I’ve been engaged in a different, for me, photo project the past month or so, which has kept me off the blogosphere as I’ve been trying to figure out how I wanted to proceed. The problem began when I purchased a new lens (as is often the case) that changed my view of reality. The lens is an older manual focus Nikkor, which has an aperture, at its widest of F1.2. For those of you who are not into photography, that has two effects, One is that if used at F1.2, the subject appears to completely pop out of the background due to the lens’ tiny depth of field. The second effect stems from the fact that it’s basically impossible to make an affordable lens that is sharp at F1.2 and as such, the scene begins to take on a dream like quality. So I was wandering through Elm Park in downtown Worcester, Massachusetts with the lens mounted on a film camera (Nikon F6) and happened to capture this image.
The image, captured on black and white film (Ilford XP2 for the curious) grabbed me, and I found myself mentally journeying back to one of my favorite Simon and Garfunkel songs, “Old Friends”: “Sat on their park bench like bookends,” and “can’t you imagine us years from today, sharing a park bench quietly, how terribly strange to be seventy.” (You can purchase the song, written by Paul Simon and recorded in 1968, from their website, here.)
Elm Park is a very important place for such moments.
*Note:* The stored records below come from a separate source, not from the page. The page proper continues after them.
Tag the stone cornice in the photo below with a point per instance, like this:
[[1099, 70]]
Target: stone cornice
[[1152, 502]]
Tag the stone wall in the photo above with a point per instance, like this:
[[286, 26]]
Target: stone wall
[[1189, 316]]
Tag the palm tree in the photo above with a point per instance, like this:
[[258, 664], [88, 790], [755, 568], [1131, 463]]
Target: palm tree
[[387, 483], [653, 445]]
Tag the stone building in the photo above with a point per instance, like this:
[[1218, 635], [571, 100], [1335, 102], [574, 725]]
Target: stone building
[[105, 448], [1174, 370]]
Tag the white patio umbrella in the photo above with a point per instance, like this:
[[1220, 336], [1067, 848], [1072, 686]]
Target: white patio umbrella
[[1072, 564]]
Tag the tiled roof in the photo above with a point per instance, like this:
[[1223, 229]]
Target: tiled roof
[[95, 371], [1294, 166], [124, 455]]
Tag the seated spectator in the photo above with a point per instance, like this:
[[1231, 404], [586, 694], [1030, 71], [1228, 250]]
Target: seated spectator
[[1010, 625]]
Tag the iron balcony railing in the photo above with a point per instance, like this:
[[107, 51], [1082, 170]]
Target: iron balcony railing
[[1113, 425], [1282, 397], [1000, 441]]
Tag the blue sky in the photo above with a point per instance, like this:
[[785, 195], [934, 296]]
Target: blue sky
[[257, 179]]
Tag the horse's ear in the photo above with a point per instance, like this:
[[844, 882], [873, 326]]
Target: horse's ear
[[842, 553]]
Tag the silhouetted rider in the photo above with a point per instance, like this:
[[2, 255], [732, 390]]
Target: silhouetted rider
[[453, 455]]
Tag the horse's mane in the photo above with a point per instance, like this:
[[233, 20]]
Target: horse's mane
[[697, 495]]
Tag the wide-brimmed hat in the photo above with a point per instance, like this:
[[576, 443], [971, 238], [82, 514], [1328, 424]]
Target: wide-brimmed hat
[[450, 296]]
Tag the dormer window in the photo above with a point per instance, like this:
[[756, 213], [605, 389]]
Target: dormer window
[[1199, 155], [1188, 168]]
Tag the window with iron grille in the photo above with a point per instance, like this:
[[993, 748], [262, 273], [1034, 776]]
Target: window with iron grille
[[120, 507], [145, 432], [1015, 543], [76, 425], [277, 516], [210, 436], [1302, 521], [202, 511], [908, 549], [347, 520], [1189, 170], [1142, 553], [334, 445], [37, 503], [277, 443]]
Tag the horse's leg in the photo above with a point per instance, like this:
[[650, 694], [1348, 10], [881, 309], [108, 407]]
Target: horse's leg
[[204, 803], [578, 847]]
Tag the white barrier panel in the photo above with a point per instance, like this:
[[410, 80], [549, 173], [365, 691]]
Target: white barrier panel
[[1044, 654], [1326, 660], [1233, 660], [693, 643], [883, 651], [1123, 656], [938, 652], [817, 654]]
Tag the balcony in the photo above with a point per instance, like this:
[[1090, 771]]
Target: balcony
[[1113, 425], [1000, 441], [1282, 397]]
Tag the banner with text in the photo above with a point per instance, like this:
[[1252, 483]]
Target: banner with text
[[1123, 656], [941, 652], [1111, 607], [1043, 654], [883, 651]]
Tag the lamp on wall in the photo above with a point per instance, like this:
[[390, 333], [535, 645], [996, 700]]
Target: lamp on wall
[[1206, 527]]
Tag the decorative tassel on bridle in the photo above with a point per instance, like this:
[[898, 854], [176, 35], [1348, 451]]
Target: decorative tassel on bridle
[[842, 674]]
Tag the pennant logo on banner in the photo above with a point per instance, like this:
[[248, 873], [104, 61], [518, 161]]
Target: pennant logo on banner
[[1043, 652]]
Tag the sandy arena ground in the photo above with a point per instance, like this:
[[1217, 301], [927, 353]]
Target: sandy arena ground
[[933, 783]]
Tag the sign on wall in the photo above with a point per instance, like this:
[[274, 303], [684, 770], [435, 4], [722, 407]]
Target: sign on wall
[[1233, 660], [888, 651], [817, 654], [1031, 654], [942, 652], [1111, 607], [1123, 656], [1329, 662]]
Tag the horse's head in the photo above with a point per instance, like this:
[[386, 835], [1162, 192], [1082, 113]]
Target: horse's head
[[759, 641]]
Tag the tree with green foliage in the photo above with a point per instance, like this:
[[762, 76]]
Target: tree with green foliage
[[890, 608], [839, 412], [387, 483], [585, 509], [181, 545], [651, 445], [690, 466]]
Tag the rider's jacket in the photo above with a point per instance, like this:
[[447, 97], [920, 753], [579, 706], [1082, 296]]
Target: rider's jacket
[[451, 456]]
It was one of the first public parks established in the United States and it was not designed for recreation (no ball fields), but for contemplation, for thought, for escape. So it was easy to imagine the characters from Paul Simon’s song sitting here, and indeed throughout the park. The photography then began in earnest.
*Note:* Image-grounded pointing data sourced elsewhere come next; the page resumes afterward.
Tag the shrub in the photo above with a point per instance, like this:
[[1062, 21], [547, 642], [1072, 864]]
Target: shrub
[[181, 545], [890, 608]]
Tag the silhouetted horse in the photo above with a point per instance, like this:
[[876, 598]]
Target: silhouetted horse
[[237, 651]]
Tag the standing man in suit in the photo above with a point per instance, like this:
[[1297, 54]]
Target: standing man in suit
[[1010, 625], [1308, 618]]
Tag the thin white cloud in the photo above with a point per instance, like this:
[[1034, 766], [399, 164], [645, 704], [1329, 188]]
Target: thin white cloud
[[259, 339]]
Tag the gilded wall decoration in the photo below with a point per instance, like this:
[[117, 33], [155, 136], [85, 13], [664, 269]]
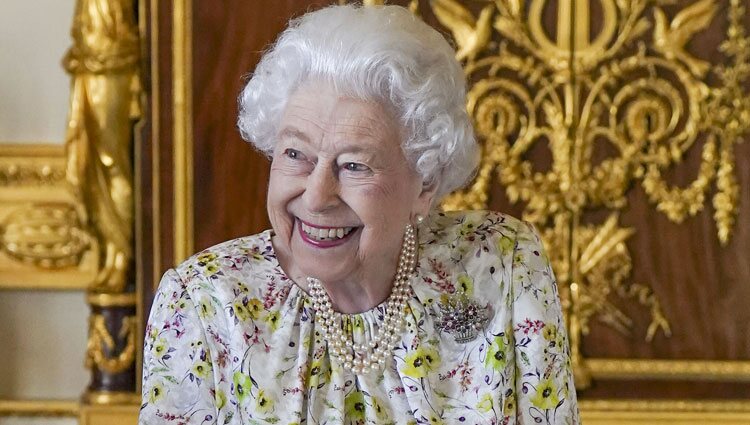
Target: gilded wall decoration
[[43, 243], [105, 102], [104, 64], [633, 85]]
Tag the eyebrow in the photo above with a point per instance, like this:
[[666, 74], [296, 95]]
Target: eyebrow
[[295, 133], [291, 132]]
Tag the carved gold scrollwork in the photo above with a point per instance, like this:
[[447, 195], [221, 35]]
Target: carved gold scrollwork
[[105, 101], [44, 235], [101, 342], [634, 86]]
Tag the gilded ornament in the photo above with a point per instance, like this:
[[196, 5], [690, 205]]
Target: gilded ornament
[[633, 84], [101, 342], [48, 236], [105, 101]]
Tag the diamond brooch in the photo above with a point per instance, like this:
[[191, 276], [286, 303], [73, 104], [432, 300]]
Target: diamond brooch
[[461, 317]]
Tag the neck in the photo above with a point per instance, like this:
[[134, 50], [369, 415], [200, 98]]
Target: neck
[[359, 295]]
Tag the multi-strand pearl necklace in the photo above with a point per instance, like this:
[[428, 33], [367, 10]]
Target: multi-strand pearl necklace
[[370, 355]]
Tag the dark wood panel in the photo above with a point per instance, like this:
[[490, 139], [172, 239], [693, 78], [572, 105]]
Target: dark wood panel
[[230, 177]]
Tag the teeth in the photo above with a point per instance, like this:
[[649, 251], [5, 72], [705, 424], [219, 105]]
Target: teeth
[[326, 234]]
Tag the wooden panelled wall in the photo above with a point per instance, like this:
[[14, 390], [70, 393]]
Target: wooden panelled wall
[[704, 288]]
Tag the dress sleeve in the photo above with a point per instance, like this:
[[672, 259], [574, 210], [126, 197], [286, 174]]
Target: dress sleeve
[[178, 381], [544, 382]]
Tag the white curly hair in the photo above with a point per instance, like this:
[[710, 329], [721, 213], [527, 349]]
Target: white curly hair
[[382, 54]]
But alas, I began over the visits to notice the state of the Park.
Not good. This is not a surprise, let me stress. What struck me is that I was so used to the poor condition of the Park that I had become immune to it. What I was doing, without initially realizing it, was engaging in what some call “decay photography.” Such work is inspired by locations such as Detroit, where architectural decay is visible nearly everywhere. But this isn’t Detroit.
The irony in all this is that not far from my home, in Worcester, the City is putting in a new park, one oriented more toward recreation. I’m not a NIMBY kind of guy, so I’m not against the building of new parks, even those that will impact my neighborhood. I do worry though about deferred maitanance of a crown jewel like Elm Park. (As a business school prof, I understand the difference between capital and operating budgets. That being said, the more you build, the more you have to take care of so the two are not as disconnected as some would have you believe.) I’m going to need some place to sit in the Park in ten years when it’s my turn. Here’s hoping.
Happy New Year and may we all avoid a cliff, tomorrow!